The Canadian Red Cross is working with local, provincial and federal authorities to reach out to people affected by the flooding. They will work directly with families and households that have been affected to ensure they are accounted for and receive any available supports. They may be able to provide information about available supports, help people understand their insurance and make plans for returning home.

The Red Cross has established offices in several key centres, including Kamloops, Chilliwack and Merritt. It has also activated a humanitarian workforce to support response efforts.

Climate change impact on frequency of storms

Despite the large variety of factors and uncertainties, there is some evidence that climate change will increase the frequency and intensity of storms. This may impact coastal communities in the long term. The impacts will vary between areas. The most important effects are likely to be related to sea level and extreme precipitation. The impacts will also be cumulative.

There are several models that are used to characterize the impacts of climate change. The most accurate results are produced when the models are run together. These include the CMIP5 multi-model ensemble, which projects an increase in the number of Category 4 and 5 storms by the late 21st century. The results are much more reliable than individual model results.

The most significant agreement across studies is an increase in precipitation and intensity. This is not surprising because climate change has contributed to an increase in global temperatures. The effects of this increased temperature have led to an increase in sea surface temperature, resulting in more intense storms. In BC, average daily maximum and minimum temperatures have increased by 0.7 degC and 2.2 degC per century, respectively.

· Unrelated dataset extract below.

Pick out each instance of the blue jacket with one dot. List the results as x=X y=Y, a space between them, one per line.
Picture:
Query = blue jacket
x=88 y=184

The increase in rainfall is due to an increase in the amount of water vapor in the atmosphere. This increases the moisture convergence in a storm system. In BC, the increased precipitation will be associated with an increase in the frequency of atmospheric rivers, which affect coastal communities by moving moisture towards the poles. The increased rainfall may also lead to increased erosion risks to marine infrastructure. The changes will also affect terrestrial systems, especially in areas with high natural variation in precipitation.

Another study found that the number of Category 4-5 intensity storms has been increasing since the mid-1940s. While this is a statistically insignificant change, it is a noteworthy development. The authors link the increase to favorable thermodynamic conditions during the springtime for storm formation.